I might be some sort of hero.

After all, I did perform four life-saving acts of heroism by now. That doesn't make me feel heroic, though. All it does is make me dread the fifth.

I don't have any superpowers. The only tool in my disposal is a simple procedure known as "the Heimlich maneuver". It is used to dislodge obstructions from the breathing tract of an individual, by pushing up on their chest really hard. It doesn't require special training, but you can't do it on yourself.

First time. I just came back home from school, taking off my shoes in the mudroom. Dad was eating dinner, when suddenly, he dropped on all fours and started to crawl toward me, making these nightmarish, pained noises of a man desperately trying to draw a breath, unable to ask for help.
Nobody else was around, but I knew what to do: I wrap my hands around his torso from the back, and I pull up as hard as I can. My dad is a large man, and I don't mean tall: my arms can't reach all the way, and my strength is not enough. I am in fear. I tell him to try and cough. I pull harder. It feels like trying to wrestle a tree, there is no impact or effect. Finally, I hear breathing and coughing. I always hear from people who went through extreme trouble, that adrenaline makes "time slow down". For me the opposite: everything was on fast-forward, no time to think.

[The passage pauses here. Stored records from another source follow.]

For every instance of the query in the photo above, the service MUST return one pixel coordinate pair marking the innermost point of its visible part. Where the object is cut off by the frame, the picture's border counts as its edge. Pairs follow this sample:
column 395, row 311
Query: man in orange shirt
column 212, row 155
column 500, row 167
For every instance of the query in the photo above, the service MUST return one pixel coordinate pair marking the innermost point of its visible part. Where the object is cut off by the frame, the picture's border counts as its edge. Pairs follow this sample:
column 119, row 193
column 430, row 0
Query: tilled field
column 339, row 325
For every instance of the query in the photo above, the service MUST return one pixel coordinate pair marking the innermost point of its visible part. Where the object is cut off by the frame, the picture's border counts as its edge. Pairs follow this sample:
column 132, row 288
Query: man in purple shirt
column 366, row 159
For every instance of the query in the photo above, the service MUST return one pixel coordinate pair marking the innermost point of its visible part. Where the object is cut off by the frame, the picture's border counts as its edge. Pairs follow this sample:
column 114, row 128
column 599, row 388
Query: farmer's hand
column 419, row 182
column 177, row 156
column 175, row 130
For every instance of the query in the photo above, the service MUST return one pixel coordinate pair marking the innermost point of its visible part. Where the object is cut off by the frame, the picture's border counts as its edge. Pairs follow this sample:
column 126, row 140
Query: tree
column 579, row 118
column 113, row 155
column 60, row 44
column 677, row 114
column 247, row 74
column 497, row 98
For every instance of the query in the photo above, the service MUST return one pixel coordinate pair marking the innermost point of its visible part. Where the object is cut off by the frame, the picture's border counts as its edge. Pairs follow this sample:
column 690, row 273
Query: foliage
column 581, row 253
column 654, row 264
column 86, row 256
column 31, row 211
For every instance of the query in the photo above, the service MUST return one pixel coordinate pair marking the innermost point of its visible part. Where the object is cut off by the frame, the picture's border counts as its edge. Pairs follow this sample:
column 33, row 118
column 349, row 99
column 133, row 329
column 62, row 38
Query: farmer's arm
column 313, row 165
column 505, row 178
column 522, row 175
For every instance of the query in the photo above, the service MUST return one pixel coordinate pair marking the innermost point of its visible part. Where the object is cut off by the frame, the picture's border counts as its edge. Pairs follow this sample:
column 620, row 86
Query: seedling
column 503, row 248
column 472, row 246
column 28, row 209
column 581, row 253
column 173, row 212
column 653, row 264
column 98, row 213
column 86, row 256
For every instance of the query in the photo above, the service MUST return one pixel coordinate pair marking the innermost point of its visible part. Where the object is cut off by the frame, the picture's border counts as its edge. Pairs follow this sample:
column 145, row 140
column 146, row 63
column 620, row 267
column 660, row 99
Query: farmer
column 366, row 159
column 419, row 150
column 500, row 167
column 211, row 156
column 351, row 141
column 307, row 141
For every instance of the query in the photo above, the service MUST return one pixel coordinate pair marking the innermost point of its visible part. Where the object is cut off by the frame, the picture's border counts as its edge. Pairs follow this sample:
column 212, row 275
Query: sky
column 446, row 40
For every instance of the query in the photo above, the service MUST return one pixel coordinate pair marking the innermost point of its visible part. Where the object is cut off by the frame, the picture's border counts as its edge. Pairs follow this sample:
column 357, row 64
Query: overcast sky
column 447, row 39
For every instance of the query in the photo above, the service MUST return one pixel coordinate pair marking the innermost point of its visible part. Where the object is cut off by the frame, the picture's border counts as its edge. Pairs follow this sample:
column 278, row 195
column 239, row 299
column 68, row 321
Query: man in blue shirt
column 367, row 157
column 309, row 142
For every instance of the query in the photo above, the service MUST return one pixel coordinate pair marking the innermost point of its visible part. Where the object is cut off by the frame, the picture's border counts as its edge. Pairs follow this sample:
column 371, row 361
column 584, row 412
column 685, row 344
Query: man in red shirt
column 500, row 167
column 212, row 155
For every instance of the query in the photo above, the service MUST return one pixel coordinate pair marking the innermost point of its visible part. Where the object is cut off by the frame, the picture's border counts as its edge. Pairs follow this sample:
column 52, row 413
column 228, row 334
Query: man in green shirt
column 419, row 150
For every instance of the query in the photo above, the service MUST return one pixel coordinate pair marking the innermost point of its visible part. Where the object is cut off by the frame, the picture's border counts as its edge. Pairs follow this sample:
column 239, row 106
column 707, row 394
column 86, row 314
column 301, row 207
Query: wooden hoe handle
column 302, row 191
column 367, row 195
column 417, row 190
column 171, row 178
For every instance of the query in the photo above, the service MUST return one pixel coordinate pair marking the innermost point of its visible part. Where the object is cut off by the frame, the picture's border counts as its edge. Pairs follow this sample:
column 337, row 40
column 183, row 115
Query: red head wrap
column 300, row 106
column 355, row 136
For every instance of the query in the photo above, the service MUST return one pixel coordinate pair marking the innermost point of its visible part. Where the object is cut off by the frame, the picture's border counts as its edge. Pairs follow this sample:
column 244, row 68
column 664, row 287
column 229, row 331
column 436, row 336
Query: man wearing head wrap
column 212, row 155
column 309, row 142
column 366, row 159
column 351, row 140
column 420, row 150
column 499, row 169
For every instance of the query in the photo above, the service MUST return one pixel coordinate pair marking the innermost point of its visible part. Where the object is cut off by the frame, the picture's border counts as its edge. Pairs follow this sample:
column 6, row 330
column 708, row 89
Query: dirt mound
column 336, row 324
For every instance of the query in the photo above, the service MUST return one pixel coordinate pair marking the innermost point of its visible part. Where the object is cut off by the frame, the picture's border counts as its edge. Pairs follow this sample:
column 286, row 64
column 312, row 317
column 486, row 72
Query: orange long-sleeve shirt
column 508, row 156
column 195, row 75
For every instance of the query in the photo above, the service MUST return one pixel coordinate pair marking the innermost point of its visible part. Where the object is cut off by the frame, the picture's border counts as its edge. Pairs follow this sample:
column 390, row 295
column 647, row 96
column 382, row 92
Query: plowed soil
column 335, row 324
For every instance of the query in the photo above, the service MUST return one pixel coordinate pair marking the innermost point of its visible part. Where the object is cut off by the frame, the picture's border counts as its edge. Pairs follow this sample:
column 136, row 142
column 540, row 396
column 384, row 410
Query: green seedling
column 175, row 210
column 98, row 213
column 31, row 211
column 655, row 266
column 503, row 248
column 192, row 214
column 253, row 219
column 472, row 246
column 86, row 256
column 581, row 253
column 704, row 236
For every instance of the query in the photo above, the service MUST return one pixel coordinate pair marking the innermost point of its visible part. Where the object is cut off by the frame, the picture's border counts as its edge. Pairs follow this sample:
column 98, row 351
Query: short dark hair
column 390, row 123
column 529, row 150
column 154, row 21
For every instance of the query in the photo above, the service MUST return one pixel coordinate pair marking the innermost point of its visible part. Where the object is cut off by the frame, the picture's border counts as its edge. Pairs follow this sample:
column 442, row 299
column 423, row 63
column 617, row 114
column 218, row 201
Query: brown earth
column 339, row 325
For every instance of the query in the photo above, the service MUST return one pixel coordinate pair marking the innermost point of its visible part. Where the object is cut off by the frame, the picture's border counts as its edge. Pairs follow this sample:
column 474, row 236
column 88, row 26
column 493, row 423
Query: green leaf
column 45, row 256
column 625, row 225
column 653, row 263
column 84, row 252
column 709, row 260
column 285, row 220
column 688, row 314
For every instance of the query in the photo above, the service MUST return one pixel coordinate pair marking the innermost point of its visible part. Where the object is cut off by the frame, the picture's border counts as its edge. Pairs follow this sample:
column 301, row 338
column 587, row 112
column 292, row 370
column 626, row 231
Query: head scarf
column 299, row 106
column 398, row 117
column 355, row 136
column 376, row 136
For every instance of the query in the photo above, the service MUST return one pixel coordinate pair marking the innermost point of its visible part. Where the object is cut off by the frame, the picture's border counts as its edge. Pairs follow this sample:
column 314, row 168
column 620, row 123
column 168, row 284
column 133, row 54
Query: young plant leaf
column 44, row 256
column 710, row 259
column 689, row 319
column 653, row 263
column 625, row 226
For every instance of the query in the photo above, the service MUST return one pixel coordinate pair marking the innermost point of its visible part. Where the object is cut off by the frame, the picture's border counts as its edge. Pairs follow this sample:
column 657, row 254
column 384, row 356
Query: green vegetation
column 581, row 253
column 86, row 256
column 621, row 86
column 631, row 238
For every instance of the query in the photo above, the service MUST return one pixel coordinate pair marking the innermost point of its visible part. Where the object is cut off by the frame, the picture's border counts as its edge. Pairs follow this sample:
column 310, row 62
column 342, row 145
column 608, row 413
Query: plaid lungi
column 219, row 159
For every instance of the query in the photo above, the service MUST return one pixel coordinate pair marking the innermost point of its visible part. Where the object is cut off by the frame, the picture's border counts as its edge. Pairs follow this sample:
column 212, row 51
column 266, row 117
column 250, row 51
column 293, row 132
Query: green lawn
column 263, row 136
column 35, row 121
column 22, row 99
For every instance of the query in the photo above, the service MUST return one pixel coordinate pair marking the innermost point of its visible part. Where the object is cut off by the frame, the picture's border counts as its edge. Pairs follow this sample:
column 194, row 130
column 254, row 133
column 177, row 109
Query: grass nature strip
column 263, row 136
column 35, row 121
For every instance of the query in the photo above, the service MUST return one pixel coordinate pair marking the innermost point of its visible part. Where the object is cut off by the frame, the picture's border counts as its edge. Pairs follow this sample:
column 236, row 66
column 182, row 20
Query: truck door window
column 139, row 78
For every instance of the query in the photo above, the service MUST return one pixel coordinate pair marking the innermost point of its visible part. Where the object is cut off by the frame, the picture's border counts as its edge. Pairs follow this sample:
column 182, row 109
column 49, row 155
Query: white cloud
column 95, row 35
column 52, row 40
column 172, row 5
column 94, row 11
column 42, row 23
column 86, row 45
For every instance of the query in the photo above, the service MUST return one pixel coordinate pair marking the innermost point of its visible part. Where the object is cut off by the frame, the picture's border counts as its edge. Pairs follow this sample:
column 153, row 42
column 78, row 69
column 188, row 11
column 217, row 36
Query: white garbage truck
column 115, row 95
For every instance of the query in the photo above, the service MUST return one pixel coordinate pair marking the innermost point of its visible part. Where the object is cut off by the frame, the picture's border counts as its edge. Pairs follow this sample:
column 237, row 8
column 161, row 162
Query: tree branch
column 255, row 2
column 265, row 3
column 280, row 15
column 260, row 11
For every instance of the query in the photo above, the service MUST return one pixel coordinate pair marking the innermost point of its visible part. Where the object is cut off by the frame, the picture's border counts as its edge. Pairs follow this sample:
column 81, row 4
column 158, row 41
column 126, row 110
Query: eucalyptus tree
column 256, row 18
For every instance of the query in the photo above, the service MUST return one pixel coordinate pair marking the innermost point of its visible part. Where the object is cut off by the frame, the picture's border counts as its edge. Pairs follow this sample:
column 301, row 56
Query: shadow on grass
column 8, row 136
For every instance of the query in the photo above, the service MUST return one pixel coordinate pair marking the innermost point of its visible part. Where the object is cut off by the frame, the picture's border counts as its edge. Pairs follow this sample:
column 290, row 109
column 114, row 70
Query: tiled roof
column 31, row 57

Second time was scarier. He was eating downstairs, and had to crawl up to reach me. I had headphones on, and thankfully he made enough noise to get me alarmed. The stairwell in our house is not wide enough for me to go into Heimlich position: I have to watch him complete the journey all the way.

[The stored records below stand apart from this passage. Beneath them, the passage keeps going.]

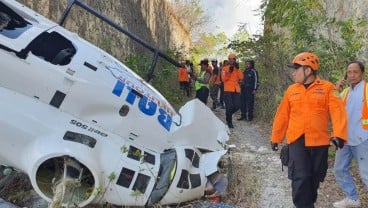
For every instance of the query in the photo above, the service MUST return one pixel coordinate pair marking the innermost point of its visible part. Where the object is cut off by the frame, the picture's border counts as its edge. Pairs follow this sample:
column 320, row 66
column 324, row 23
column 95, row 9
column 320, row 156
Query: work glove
column 338, row 142
column 274, row 146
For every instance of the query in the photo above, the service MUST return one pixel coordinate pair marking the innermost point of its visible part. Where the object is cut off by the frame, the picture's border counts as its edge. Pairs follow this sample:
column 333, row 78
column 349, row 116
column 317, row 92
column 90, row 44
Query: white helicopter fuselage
column 64, row 103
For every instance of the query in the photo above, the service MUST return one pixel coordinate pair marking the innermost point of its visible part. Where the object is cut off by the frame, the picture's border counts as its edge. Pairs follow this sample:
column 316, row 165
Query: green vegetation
column 292, row 27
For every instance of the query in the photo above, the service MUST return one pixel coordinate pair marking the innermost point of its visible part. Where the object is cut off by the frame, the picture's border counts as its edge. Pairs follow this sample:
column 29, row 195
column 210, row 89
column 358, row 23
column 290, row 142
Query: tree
column 209, row 45
column 191, row 15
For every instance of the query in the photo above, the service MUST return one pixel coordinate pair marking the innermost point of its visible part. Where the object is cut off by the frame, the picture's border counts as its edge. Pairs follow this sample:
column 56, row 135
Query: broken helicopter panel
column 72, row 116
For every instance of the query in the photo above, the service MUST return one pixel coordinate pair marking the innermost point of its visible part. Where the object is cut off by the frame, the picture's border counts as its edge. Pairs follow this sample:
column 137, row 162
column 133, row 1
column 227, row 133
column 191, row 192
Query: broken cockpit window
column 11, row 24
column 52, row 47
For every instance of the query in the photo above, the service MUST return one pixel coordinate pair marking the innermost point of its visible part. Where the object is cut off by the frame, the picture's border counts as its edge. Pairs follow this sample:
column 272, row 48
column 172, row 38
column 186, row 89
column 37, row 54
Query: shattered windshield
column 11, row 24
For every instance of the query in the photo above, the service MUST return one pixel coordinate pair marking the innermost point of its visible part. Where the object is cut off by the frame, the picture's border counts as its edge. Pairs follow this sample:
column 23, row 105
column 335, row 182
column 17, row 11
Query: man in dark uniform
column 248, row 89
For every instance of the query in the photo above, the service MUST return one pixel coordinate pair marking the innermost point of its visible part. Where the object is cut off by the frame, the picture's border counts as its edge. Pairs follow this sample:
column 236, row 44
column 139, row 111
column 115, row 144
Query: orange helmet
column 232, row 55
column 306, row 59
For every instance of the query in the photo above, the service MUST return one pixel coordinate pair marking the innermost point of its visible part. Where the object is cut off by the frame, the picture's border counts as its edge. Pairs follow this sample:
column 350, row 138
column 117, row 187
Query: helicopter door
column 165, row 176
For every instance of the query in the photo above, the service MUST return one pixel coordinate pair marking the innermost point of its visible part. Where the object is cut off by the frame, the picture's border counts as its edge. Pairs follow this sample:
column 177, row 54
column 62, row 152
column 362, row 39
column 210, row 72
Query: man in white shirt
column 356, row 104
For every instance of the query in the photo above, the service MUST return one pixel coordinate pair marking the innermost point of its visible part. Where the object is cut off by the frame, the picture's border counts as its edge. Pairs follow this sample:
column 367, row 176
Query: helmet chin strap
column 305, row 76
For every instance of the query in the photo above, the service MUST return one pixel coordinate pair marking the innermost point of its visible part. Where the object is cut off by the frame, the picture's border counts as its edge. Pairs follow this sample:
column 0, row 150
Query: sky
column 230, row 13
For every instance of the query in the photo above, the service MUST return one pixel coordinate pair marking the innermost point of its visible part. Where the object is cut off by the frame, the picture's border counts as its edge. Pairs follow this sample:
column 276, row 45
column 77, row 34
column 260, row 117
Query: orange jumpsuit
column 307, row 111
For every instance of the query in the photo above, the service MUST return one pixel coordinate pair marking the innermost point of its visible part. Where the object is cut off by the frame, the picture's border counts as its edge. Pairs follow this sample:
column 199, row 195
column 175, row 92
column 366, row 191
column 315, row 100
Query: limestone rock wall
column 151, row 20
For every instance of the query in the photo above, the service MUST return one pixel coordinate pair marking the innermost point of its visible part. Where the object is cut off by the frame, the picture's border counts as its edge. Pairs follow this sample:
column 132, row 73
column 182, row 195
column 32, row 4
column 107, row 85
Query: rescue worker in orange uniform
column 183, row 78
column 303, row 118
column 231, row 76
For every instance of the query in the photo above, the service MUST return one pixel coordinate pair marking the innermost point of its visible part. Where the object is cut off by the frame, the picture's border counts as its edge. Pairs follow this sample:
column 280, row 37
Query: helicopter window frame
column 12, row 24
column 125, row 177
column 80, row 138
column 192, row 156
column 184, row 182
column 195, row 180
column 141, row 183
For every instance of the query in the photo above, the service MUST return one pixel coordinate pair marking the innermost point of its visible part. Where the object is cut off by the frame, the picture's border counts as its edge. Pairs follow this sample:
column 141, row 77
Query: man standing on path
column 231, row 76
column 357, row 146
column 201, row 83
column 215, row 83
column 248, row 90
column 303, row 118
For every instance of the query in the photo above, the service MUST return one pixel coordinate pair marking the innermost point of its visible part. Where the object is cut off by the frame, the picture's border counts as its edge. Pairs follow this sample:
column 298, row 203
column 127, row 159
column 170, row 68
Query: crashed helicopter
column 74, row 118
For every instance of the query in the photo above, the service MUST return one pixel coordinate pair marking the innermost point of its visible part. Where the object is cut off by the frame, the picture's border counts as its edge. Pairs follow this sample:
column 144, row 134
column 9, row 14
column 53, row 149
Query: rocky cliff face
column 337, row 21
column 151, row 20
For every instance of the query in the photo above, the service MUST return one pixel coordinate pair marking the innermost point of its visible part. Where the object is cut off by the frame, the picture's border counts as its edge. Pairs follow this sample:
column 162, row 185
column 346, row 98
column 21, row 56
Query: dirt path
column 259, row 182
column 259, row 179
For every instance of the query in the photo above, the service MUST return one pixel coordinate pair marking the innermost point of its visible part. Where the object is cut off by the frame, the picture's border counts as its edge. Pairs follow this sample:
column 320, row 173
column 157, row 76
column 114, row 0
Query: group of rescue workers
column 225, row 83
column 303, row 119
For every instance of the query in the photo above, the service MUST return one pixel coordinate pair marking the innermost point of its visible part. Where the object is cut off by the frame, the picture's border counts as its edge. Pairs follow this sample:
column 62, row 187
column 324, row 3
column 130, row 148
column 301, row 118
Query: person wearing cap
column 248, row 90
column 215, row 83
column 201, row 83
column 303, row 118
column 231, row 76
column 357, row 146
column 183, row 78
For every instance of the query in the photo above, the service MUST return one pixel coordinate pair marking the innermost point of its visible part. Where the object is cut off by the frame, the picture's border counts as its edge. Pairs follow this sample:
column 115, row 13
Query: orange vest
column 307, row 111
column 183, row 75
column 364, row 120
column 215, row 78
column 231, row 80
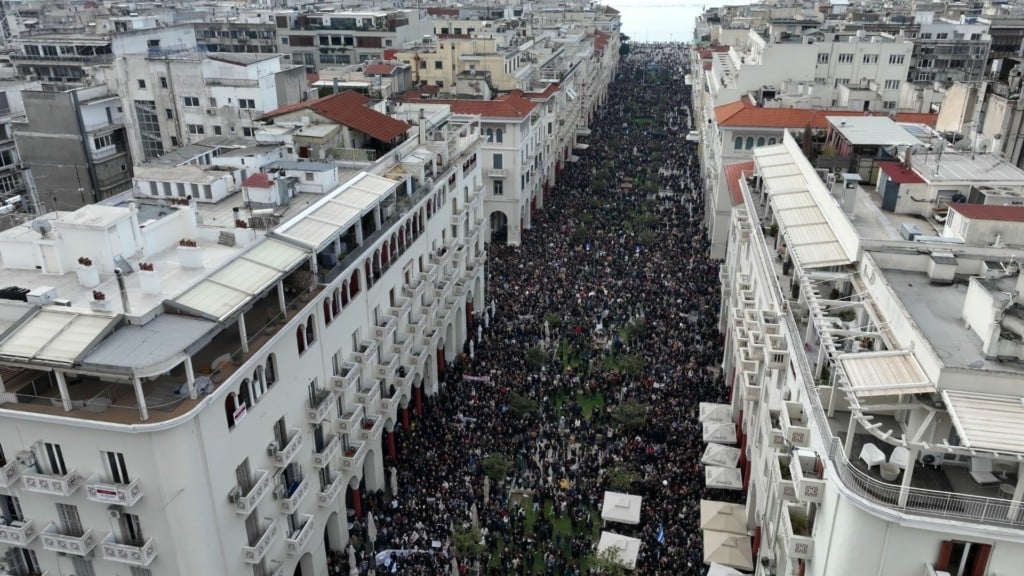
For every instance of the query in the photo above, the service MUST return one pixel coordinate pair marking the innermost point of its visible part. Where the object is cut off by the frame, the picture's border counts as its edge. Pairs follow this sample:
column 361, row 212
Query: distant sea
column 664, row 21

Third time was much scarier still. He was not even eating anything, just working at his desk. He vomited a tiny bit of acid, and it got stuck. I'm there. I start getting paranoid. I take off my headphones frequently. There are gaps of many months between the incidents, yet still I misinterpret every noise as choking and thrashing for help. I never close my door.

Now he can start chocking without any food or anything involved. Out of nowhere, he could start suffocating. What if nobody around knows to do the maneuver, and people just watch him die? What if he's home alone?

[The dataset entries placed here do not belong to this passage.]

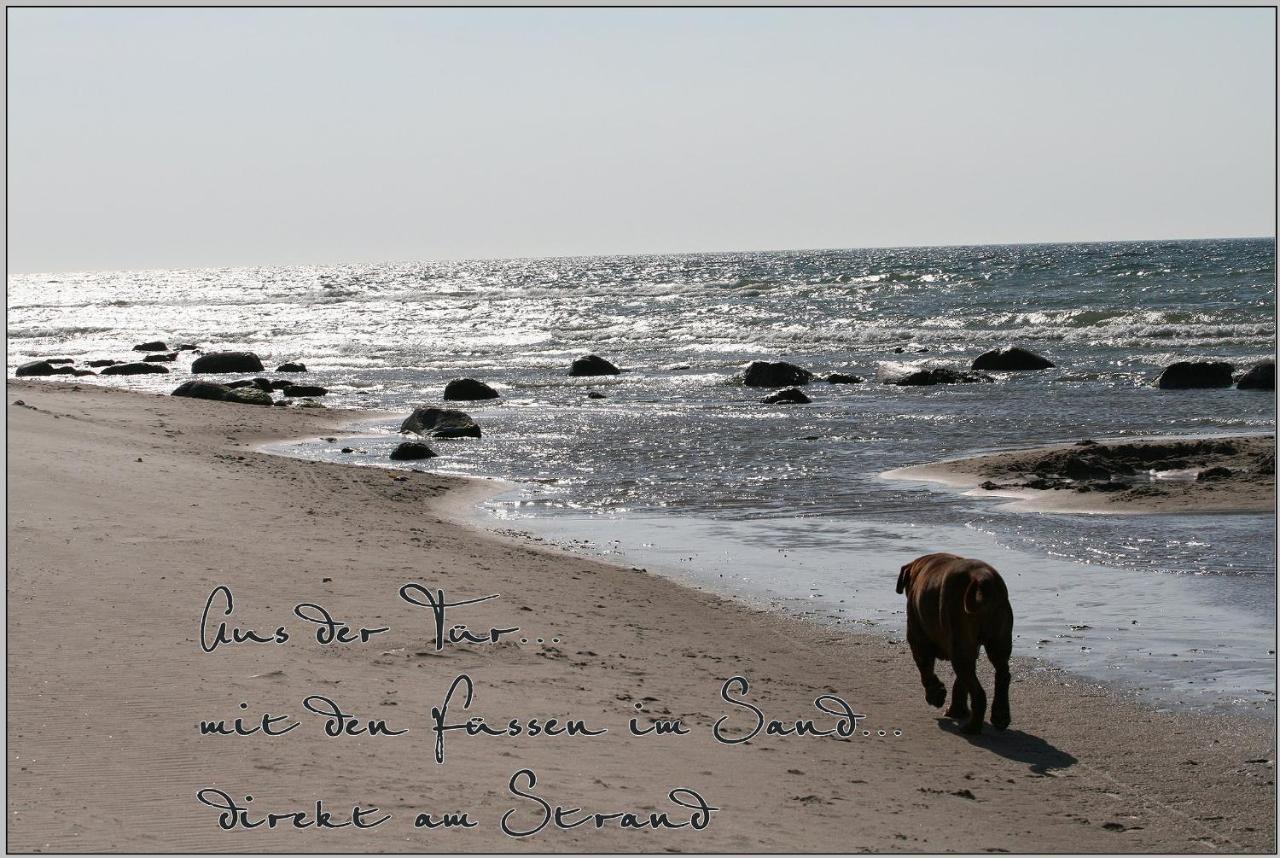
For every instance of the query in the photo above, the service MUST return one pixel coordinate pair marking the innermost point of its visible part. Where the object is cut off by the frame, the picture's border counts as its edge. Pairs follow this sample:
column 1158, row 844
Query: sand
column 1147, row 475
column 127, row 510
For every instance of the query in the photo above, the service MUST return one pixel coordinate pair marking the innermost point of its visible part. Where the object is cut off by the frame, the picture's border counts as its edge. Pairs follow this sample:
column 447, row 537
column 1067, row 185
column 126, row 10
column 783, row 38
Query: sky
column 223, row 137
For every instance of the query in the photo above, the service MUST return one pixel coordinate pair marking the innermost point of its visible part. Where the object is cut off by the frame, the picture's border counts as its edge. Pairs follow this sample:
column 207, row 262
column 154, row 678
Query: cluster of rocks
column 1114, row 468
column 1010, row 359
column 1208, row 374
column 254, row 391
column 789, row 375
column 430, row 421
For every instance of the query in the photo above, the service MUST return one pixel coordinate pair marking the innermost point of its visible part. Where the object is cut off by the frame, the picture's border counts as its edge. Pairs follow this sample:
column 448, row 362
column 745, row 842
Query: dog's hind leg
column 935, row 692
column 999, row 657
column 967, row 675
column 959, row 708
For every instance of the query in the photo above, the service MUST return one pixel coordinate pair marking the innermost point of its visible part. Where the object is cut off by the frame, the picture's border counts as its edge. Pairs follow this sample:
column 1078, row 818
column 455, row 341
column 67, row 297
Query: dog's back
column 956, row 601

All of that pales in comparison to how scary the fourth time is. Thirty minutes back from me writing this, I am asleep in my bed, and dad starts choking in his sleep. Through my closed door, and through my dreams, his pained moan somehow reaches. Before my brain realizes what's going on, my body has already lept out and into their room, and onto his back. Mother is waking up, scared: "What do I do?"
My brain is still catching up, still trying to process, and my hands are already pulling. One, two - and there's breathing. Reliable.
I moved like a trained professional. It astounds me how fast I reacted. It feels like someone took over my body and controlled me for 10 seconds. I have saved my old man's life, and I don't feel heroic.